Further Characterization of the Type 3 Ryanodine Receptor (RyR3) Purified from Rabbit Diaphragm

Takashi Murayama, Toshiharu Oba^¶, Eisaku Katayama, Hideto Oyamada^**, Katsuji Oguchi^**, Masakazu Kobayashi, Kazuyuki Otsuka, and Yasuo Ogawa

From the  Department of Pharmacology, Juntendo University School of Medicine, Tokyo 113-8421, the ^¶ Department of Physiology, Nagoya City University Medical School, Nagoya 467-8601, the  Department of Fine Morphology, Institute of Medical Science, The University of Tokyo, Tokyo 108-8639, ^** Department of Pharmacology, School of Medicine, Showa University, Tokyo 142-8555, and  Fujisawa Pharmaceutical Co.
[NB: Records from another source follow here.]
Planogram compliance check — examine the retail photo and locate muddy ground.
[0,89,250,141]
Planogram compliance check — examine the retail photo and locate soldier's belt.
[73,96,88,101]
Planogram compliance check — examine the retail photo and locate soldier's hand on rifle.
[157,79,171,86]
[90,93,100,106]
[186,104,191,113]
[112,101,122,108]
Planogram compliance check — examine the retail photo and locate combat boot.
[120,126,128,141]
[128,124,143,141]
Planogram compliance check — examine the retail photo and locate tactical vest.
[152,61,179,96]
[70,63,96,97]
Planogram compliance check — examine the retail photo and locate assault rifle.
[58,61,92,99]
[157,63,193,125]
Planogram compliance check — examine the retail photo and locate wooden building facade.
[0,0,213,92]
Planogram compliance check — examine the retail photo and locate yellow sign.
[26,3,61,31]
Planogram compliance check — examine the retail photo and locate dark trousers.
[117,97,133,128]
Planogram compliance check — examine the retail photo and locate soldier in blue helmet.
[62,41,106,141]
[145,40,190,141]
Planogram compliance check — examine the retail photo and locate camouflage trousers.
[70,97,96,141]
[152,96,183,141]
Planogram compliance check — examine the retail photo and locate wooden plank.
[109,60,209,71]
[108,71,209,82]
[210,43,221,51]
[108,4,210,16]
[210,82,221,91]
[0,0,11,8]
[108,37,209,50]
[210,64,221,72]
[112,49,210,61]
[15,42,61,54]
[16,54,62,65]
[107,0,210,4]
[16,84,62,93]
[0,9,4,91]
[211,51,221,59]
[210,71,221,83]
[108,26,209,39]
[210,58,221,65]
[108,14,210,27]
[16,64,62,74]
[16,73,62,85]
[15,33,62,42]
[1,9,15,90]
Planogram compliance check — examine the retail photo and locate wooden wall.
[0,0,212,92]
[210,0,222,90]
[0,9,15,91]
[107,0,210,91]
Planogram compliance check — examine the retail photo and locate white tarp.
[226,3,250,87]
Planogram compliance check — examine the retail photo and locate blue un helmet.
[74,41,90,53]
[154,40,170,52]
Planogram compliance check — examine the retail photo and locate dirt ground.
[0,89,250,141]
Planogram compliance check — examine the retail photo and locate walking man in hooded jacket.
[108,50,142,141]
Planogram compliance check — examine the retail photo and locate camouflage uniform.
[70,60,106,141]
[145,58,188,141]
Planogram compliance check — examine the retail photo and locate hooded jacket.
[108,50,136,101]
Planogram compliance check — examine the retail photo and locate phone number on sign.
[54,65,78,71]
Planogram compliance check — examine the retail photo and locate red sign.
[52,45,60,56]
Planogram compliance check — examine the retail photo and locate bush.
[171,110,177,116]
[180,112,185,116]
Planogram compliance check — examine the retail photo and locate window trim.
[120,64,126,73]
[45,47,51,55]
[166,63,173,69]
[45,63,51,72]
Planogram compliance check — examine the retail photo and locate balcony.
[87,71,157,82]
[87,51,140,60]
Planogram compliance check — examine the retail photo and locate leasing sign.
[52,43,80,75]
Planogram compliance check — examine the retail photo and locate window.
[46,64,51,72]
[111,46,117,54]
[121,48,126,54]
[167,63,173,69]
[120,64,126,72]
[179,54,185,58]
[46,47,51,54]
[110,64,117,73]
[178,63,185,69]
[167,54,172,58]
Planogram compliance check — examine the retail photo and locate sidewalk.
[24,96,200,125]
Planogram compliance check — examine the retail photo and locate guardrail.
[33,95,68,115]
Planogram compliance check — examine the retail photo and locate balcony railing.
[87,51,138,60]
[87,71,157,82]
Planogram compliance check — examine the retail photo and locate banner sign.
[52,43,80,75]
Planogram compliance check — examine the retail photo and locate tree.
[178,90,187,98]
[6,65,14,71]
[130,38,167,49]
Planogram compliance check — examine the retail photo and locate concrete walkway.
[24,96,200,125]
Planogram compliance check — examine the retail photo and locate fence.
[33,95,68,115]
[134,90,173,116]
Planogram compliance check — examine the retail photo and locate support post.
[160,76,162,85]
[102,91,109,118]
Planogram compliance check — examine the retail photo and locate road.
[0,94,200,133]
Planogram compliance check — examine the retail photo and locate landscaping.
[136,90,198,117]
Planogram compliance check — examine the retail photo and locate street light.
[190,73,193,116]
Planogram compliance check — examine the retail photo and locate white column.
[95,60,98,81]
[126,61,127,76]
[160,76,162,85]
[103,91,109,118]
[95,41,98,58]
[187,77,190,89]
Ltd., Osaka 541-8541, Japan

We characterized type 3 ryanodine receptor (RyR3) purified from rabbit diaphragm by immunoaffinity chromatography using a specific antibody. The purified receptor was free from 12-kDa FK506-binding protein, although it retained the ability to bind 12-kDa FK506-binding protein. Negatively stained images of RyR3 show a characteristic rectangular structure that was indistinguishable from RyR1. The location of the D2 segment, which exists uniquely in the RyR1 isoform, was determined as the region around domain 9 close to the corner of the square-shaped assembly, with use of D2-directed antibody as a probe. The RyR3 homotetramer had a single class of high affinity [³H]ryanodine-binding sites with a stoichiometry of 1 mol/mol. In planar lipid bilayers, RyR3 displayed cation channel activity that was modulated by several ligands including Ca²⁺, Mg²⁺, caffeine, and ATP, which is consistent with [³H]ryanodine binding activity. RyR3 showed a slightly larger unit conductance and a longer mean open time than RyR1. Whereas RyR1 showed two classes of channel activity with distinct open probabilities (P_o), RyR3 displayed a homogeneous and steeply Ca²⁺-dependent activity with P_o ~1. RyR3 was more steeply affected in the channel activity by sulfhydryl-oxidizing and -reducing reagents than RyR1, suggesting that the channel activity of RyR3 may be transformed more precipitously by the redox state. This is also a likely explanation for the difference in the Ca²⁺ dependence of RyR3 between [³H]ryanodine binding and channel activity.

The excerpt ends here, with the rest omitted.